Valor econômico, v.19, n.4715, 25/03/2019. Empresas, p. B1

 

Vale e MP divergem sobre acordo definitivo no caso Brumadinho

Francisco Góes 

Marcos de Moura e Souza 

25/03/2019

 

 

Vale está empenhada em chegar ainda este ano a um acordo de reparação integral pelos danos causados na tragédia de Brumadinho (MG), que completa hoje dois meses e deixou 212 mortos e 93 pessoas desaparecidas, de acordo com os últimos dados disponíveis. A mineradora tem interesse em definir a curto prazo os objetivos das reparações sociais e ambientais definitivas e qual será a melhor maneira de implementá-las. Integrantes da força-tarefa de Brumadinho dizem desconhecer, porém, negociações para se chegar a um Termo de Ajustamento de Conduta (TAC) definitivo com a Vale, como apurou o Valor.

O procurador do Ministério Público do Trabalho (MPT), Geraldo Emediato de Souza, coordenador da força-tarefa do órgão que trata das indenizações definitivas às famílias dos trabalhadores, disse que não há "nenhuma negociação" em curso relativa a um TAC amplo que englobaria, entre outros temas, as indenizações. Tanto o Ministério Público do Estado de Minas Gerais quanto o Ministério Público Federal, em Belo Horizonte, também dizem desconhecer discussões para um TAC final com a Vale.

A Vale, por sua vez, assume que é responsável por uma "solução" para o desastre de Brumadinho, o que é diferente de considerar-se culpada, e quer estabelecer um modelo de colaboração "inédito" com os atingidos e com as autoridades em Minas Gerais e no governo federal, segundo fontes da companhia. A ideia da mineradora é avançar com as autoridades em um acordo final, sem litígio, tentando definir previamente tudo o que for possível. "O que não for possível definir de antemão terá um sistema de conciliação [entre a empresa e as autoridades] no próprio acordo", disse uma fonte.

Três pontos são considerados pela Vale para estabelecer as bases para um TAC com as autoridades. Uma das frentes de discussão é social e envolve indenizações pelos danos individuais e coletivos. Há ainda outros dois pilares: um de reparação ambiental e outro relacionado às obrigações sobre a operação futura da mineradora em Minas Gerais, incluindo novos critérios e controles que a companhia terá que adotar para que não haja repetição de casos como o de Brumadinho e Mariana no futuro.

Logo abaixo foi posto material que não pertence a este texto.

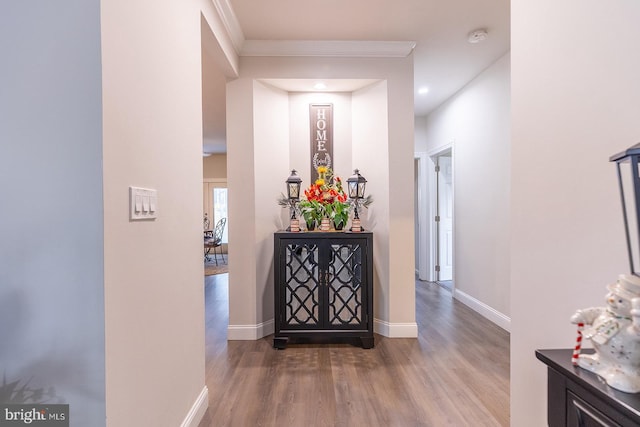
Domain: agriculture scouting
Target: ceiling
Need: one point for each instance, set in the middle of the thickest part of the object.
(444, 61)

A situação em Minas Gerais, porém, continua delicada. Na sexta-feira, sirenes foram acionadas em Barão de Cocais (MG) por força da condição crítica de estabilidade da barragem Sul Superior da mina Gongo Soco, da Vale. Foi um reforço de medida preventiva, uma vez que a evacuação da área próxima à barragem já havia ocorrido em 8 de fevereiro. Essa é uma das dez barragens inativas a montante - iguais à de Brumadinho e Mariana - que a Vale se comprometeu a desativar ao longo de três anos.

No sábado, o Ministério Público de Minas Gerais pediu que a Justiça determine a interdição de barragens de quatro complexos minerários da Vale no Estado. O MP encaminhou à Justiça pedido para que a empresa pare de lançar rejeito de minério de ferro na barragem de Gongo Soco e também nas barragens de Vargem Grande, do complexo minerário Vargem Grande, na cidade de Nova Lima; nas barragens B3 e B4, do complexo minerário Mar Azul, também em Nova Lima; e nas barragens do Grupo Forquilhas, do Complexo Mina de Fábrica, em Ouro Preto.

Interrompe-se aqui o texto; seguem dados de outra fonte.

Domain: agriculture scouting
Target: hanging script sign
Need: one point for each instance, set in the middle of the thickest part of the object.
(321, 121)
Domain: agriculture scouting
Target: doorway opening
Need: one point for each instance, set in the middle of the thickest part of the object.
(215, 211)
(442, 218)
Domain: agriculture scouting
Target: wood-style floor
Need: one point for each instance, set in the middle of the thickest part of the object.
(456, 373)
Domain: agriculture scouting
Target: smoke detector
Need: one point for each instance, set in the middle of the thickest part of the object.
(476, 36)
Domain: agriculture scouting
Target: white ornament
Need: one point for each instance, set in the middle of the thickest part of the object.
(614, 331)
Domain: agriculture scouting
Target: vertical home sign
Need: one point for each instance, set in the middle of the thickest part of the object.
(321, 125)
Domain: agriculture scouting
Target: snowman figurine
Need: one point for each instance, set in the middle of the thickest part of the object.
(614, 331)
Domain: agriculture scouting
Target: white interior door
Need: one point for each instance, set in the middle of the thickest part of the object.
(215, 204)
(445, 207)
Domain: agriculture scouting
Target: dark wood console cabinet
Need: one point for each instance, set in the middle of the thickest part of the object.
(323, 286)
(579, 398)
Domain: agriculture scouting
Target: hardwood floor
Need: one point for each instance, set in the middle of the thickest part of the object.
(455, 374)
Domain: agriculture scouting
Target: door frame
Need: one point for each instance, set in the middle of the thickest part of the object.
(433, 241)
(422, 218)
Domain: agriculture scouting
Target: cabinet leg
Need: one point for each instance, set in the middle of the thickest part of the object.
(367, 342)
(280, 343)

Os promotores requereram também que a Vale volte a ser proibida de lançar rejeito na barragem de Laranjeiras, do complexo de Brucutu, a maior mina da Vale em Minas. A Justiça de Minas havia determinado a paralisação de Laranjeiras, mas a Vale conseguiu reverter a decisão. No pedido, o MP requereu ainda que sejam bloqueados R$ 120 milhões nas contas da Vale para que sejam custeadas "a auditoria técnica necessária para garantir a segurança das barragens." Ontem, a juíza plantonista Cláudia Costa Cruz Teixeira Fontes aceitou parcialmente o pedido do MP, determinando que a Vale seja proibida de produzir "incremento de risco" apenas na barragem de Barão de Cocais. Segundo a assessoria do MP, isso significa que a Vale fica proibida de lançar rejeitos nessa barragem. Quanto às outras barragens citadas no pedido, a juíza deixou para que o tema seja analisado pelo juízo da 1ª Vara da Fazenda Pública de Minas, onde corre a ação. Ela tampouco tomou uma decisão sobre o pedido de bloqueio de recursos da Vale.

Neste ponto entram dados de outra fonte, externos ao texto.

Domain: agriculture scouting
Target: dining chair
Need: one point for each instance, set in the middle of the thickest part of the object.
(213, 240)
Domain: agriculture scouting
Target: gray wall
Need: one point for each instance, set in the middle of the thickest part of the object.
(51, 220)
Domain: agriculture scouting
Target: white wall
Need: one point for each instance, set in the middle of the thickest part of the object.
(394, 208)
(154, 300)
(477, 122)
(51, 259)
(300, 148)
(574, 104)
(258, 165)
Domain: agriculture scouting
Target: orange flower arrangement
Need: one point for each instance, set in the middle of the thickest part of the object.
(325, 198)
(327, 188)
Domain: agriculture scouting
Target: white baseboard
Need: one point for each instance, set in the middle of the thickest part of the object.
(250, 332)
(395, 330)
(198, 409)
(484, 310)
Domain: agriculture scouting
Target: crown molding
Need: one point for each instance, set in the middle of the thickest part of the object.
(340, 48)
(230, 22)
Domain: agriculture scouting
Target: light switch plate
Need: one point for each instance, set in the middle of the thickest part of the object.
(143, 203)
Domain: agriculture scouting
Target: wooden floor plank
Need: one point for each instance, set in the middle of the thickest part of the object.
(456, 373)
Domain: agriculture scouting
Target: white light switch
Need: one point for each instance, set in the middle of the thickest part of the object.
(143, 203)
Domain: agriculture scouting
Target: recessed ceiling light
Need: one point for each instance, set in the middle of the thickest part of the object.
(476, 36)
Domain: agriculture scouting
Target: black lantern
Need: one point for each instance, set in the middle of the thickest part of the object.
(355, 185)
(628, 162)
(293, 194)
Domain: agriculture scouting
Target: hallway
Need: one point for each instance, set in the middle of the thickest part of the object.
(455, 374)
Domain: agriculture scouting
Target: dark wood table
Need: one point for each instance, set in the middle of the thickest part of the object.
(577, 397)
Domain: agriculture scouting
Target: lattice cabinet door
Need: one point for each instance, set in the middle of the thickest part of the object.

Hoje o MPT de Minas Gerais deve ajuizar ação contra a mineradora na qual exigirá que cada família que perdeu parentes no desastre com a barragem de rejeito na cidade de Brumadinho receba uma indenização que poderá variar entre R$ 8 milhões a R$ 9 milhões. A informação foi antecipada ao Valor, na sexta-feira, pelo procurador do MPT, Geraldo Emediato de Souza. A quantia toma como referência um documento produzido há alguns anos pela própria Vale no qual estabelece que US$ 2,6 milhões deveriam ser provisionados para arcar com eventuais custos de cada vítima fatal de um desastre com barragens.